Hay que retroceder en el tiempo en el sugestivo tema del crucificado. Nos adentramos en el Manierismo, la fase final del Renacimiento, esa sofisticada vuelta de tuerca que parte de la lección de los grandes creadores italianos del siglo XVI. El torso, vigoroso, de inspiración romanista, adquiere protagonismo en un cuerpo que describe una tenue, sutil, línea serpentinata: un movimiento contrapuesto de piernas y cabeza que crea un elegante giro de cintura. Los músculos marcados de brazos, hombros y cuello contrastan con la clásica belleza y el modelado suave de la testa, de idealizada expresión. El sudario es grácil y corto, sin tapar la apolínea anatomía y lejos aún de los pliegues abultados propios de la estética montañesina que triunfará más tarde en Sevilla.
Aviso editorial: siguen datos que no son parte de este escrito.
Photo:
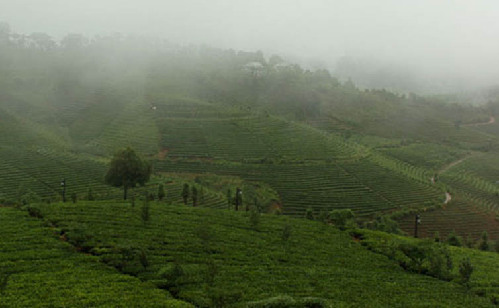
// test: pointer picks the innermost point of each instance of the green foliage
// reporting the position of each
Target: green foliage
(172, 275)
(74, 197)
(436, 237)
(161, 192)
(465, 271)
(287, 231)
(254, 218)
(342, 218)
(229, 199)
(90, 194)
(145, 211)
(185, 193)
(252, 261)
(454, 239)
(309, 213)
(144, 261)
(194, 196)
(484, 243)
(31, 253)
(127, 170)
(286, 301)
(34, 211)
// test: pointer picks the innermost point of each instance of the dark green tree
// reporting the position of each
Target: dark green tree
(127, 170)
(229, 198)
(90, 195)
(194, 196)
(144, 214)
(484, 243)
(238, 198)
(185, 193)
(161, 192)
(465, 271)
(74, 197)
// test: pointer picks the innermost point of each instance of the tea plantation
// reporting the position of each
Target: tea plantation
(38, 269)
(214, 257)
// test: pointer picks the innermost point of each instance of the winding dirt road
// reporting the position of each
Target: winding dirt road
(448, 196)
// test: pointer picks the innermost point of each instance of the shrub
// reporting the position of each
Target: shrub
(144, 214)
(144, 261)
(484, 243)
(74, 197)
(172, 275)
(286, 232)
(465, 271)
(161, 192)
(90, 195)
(288, 301)
(35, 212)
(309, 213)
(342, 218)
(254, 219)
(454, 240)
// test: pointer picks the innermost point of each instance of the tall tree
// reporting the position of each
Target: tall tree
(194, 196)
(127, 170)
(185, 193)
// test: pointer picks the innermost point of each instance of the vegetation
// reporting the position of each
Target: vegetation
(215, 250)
(234, 130)
(127, 170)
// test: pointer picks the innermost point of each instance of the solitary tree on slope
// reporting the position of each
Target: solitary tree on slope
(127, 170)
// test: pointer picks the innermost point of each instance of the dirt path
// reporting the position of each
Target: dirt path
(492, 120)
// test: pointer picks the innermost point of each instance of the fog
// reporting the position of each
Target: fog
(450, 43)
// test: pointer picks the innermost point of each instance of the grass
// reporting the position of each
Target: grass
(223, 256)
(40, 270)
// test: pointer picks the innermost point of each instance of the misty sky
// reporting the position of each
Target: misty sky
(442, 37)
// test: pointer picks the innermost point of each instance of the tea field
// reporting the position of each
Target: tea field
(207, 256)
(38, 269)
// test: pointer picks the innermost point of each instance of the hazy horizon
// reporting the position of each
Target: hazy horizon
(444, 40)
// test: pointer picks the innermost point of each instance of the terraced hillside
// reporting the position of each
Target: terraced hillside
(38, 269)
(459, 216)
(209, 256)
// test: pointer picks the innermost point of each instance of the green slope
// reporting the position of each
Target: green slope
(39, 270)
(223, 256)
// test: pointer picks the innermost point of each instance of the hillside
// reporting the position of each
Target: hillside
(297, 142)
(206, 256)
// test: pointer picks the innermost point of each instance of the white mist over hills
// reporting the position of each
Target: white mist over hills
(434, 46)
Una ciudad de la que nos vendría muy probablemente hacia el último tercio del Quinientos o muy principios del XVII esta imagen, conocida modernamente como Cristo de la Misericordia y que preside la Parroquia de San Pedro.
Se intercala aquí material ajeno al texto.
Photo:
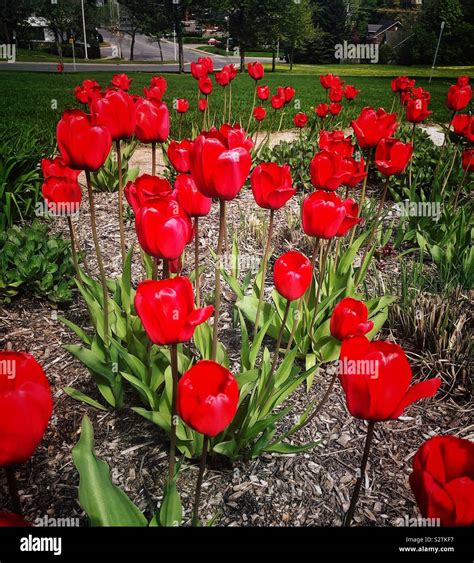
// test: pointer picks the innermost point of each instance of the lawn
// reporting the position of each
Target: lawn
(38, 99)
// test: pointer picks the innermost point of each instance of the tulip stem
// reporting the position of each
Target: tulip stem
(363, 465)
(373, 231)
(217, 301)
(174, 415)
(202, 468)
(13, 490)
(153, 158)
(196, 262)
(100, 262)
(121, 223)
(266, 255)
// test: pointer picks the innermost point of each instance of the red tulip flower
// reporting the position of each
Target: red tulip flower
(116, 111)
(163, 228)
(350, 318)
(392, 156)
(63, 196)
(83, 146)
(25, 407)
(166, 309)
(190, 198)
(146, 188)
(372, 125)
(205, 85)
(322, 110)
(336, 141)
(263, 92)
(376, 379)
(178, 153)
(256, 71)
(152, 121)
(458, 97)
(292, 275)
(208, 397)
(443, 480)
(300, 120)
(122, 82)
(272, 185)
(220, 164)
(323, 214)
(259, 113)
(417, 110)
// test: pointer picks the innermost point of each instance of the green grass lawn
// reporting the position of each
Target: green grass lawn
(38, 99)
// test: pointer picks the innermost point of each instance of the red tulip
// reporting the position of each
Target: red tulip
(417, 110)
(63, 196)
(351, 92)
(322, 110)
(336, 141)
(392, 156)
(190, 198)
(292, 275)
(255, 70)
(166, 309)
(152, 121)
(11, 520)
(376, 379)
(25, 406)
(83, 146)
(443, 480)
(272, 185)
(350, 318)
(219, 164)
(122, 82)
(208, 396)
(263, 92)
(329, 81)
(323, 213)
(468, 160)
(205, 85)
(146, 188)
(163, 228)
(300, 119)
(259, 113)
(181, 105)
(116, 111)
(371, 126)
(178, 153)
(458, 97)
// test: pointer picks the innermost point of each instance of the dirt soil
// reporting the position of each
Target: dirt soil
(274, 490)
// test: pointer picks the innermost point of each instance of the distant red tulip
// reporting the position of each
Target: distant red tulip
(392, 156)
(163, 228)
(115, 110)
(146, 188)
(83, 146)
(255, 70)
(292, 275)
(208, 396)
(272, 185)
(443, 480)
(122, 82)
(376, 379)
(25, 406)
(190, 198)
(350, 318)
(167, 311)
(372, 125)
(263, 92)
(259, 113)
(152, 121)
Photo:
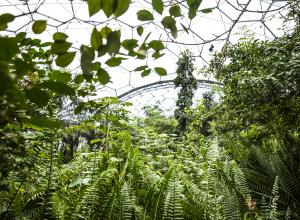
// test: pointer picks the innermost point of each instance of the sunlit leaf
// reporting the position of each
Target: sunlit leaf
(8, 48)
(113, 62)
(80, 181)
(59, 36)
(175, 11)
(156, 45)
(37, 96)
(6, 18)
(161, 71)
(105, 32)
(62, 76)
(158, 6)
(103, 76)
(65, 60)
(42, 122)
(130, 44)
(58, 87)
(140, 30)
(113, 42)
(144, 15)
(109, 6)
(39, 26)
(94, 6)
(140, 68)
(122, 7)
(207, 10)
(96, 39)
(169, 23)
(60, 47)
Uno de los escultores activos en el ámbito hispalense por aquel tiempo, Andrés de Ocampo, se ha llegado a relacionar con esta escultura. Se trata de un artista documentado en Jerez en 1686 trabajando para el desaparecido Hospital de la Candelaria, anexo a la capilla de San Juan de Letrán. Por encargo del hoy San Juan Grande hace una serie de obras, entre las que destaca "un crucifijo" cuya identificación ha sido muy controvertida. De manera errónea se creyó que era el Cristo de la Buena Muerte de la propia San Juan de Letrán, pieza claramente dieciochesca. Por su parte, José Miguel Sánchez Peña ha sugerido que aquel crucificado fuera en realidad el nuestro. No existe, sin embargo, ninguna pista de su llegada a San Pedro, iglesia a la que arribaron tallas de diversas procedencias en el XIX. Por tanto, el misterio de su origen sigue abierto.